Distinctive pattern of glial fibrillary acidic protein immunoreactivity useful in distinguishing fragmented pleomorphic adenoma, canalicular adenoma and polymorphous low grade adenocarcinoma of minor salivary glands.

Department of Diagnostic Sciences, Division of Oral and Maxillofacial Pathology, University of North Carolina School of Dentistry, Chapel Hill, NC 27599, USA.

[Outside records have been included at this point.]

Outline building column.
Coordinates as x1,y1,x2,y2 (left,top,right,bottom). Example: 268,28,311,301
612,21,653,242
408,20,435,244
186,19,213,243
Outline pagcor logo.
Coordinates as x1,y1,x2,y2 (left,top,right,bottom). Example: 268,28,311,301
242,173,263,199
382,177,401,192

Head and Neck Pathology 09/2007; 1(1):27-32. DOI: 10.1007/s12105-007-0003-8
Source: PubMed

ABSTRACT Immunohistochemistry (IHC) can be helpful in the diagnosis of minor salivary gland neoplasms including those that have been incisionally biopsied or fragmented during surgery that do not contain key diagnostic features on hematoxylin and eosin sections. IHC has been used as an adjunct to distinguish among many salivary gland neoplasms using both qualitative and quantitative methods. The objective of this study was to determine whether a distinctive immunoreactivity staining pattern to GFAP can be consistently observed among three selected minor salivary gland neoplasms and thus serve as a diagnostic adjunctive procedure.
Glial fibrillary acidic protein (GFAP) reactivity was examined among 78 minor salivary gland neoplasms: 27 canalicular adenomas (CAA), 21 pleomorphic adenomas (PA) and 30 polymorphous low grade adenocarcinomas (PLGA). Each case was evaluated by two oral and maxillofacial pathologists (OMP) blinded to the diagnosis. Consensus was reached on the pattern of GFAP reactivity among the neoplastic cells and on the similarities and differences among the cases.

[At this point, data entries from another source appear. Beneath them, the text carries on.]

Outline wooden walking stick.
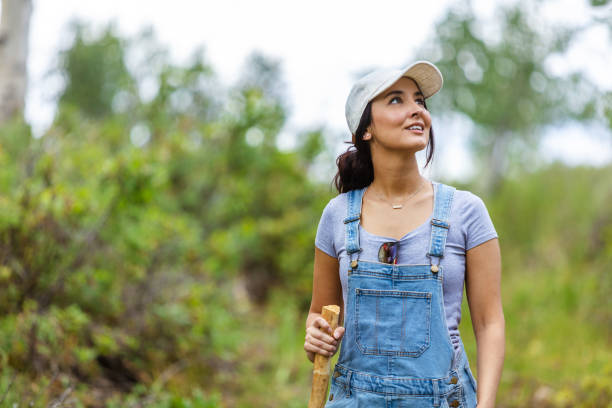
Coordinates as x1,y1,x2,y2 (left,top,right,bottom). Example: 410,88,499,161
308,305,340,408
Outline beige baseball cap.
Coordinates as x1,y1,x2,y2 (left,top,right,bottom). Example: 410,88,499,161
345,61,443,135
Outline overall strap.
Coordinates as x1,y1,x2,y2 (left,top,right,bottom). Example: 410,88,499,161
344,188,365,259
427,183,455,270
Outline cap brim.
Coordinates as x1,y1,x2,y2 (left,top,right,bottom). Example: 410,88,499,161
402,61,444,98
370,61,444,100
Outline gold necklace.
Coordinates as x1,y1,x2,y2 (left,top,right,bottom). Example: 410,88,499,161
374,178,425,210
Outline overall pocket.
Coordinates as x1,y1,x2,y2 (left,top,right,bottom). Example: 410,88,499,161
355,288,431,357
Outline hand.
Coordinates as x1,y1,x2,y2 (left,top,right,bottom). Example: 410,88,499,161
304,316,344,362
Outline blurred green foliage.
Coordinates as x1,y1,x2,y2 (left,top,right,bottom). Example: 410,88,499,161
420,0,612,191
0,2,612,408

Ninety-six percent (96%) of CAAs demonstrated a distinctive linear immunoreactive pattern among cells in proximity to connective tissue interface. All (100%) PAs demonstrated diffuse immunopositivity within tumor cells. All (100%) PLGAs showed little or no intralesional reactivity and no peripheral linear immunoreactivity. Additional challenge cases were examined by outside OMPs to demonstrate the utility of these findings.

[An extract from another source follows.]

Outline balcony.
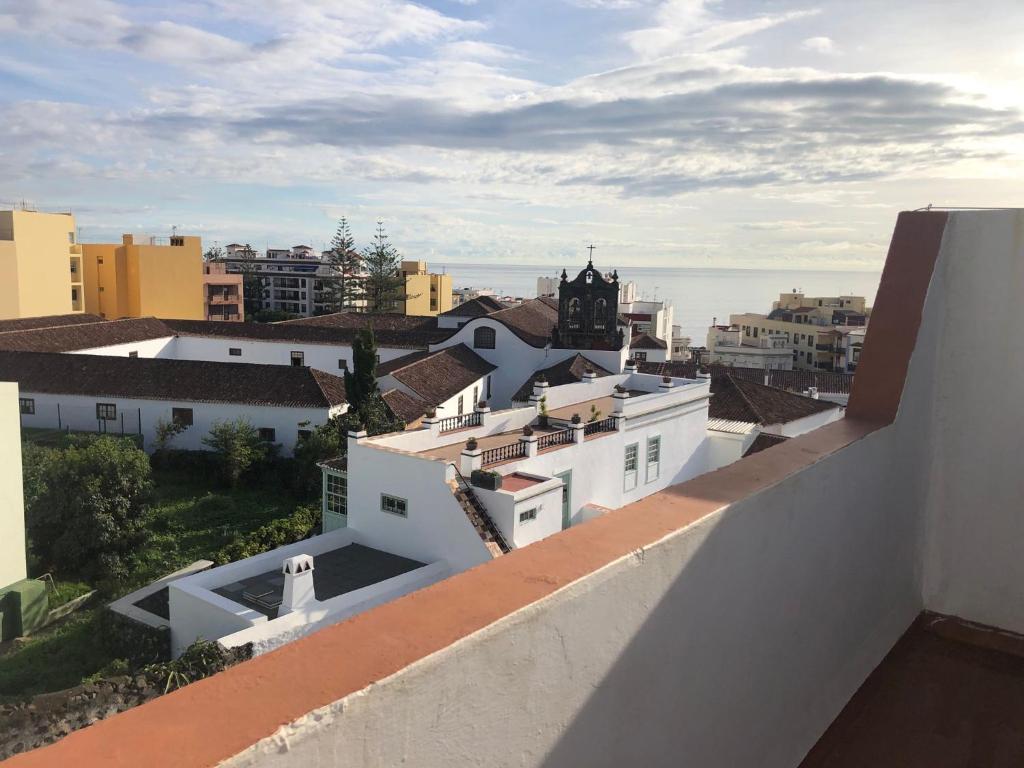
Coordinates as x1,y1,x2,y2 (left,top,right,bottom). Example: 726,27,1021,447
18,211,1024,768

This study demonstrates that the pattern of GFAP immunoreactivity may be an adjunct to diagnosis among PA, CAA and PLGA. The pattern of distinctly linear GFAP immunoreactivity at the tumor/connective tissue interface in CAA has not been reported previously. This distinctive feature may permit the pathologist to differentiate among CAA, PA and PLGA when an incisional biopsy and/or fragmentation cause key diagnostic features to be absent. Because each of these neoplasms requires a different treatment approach, this can be of major significance.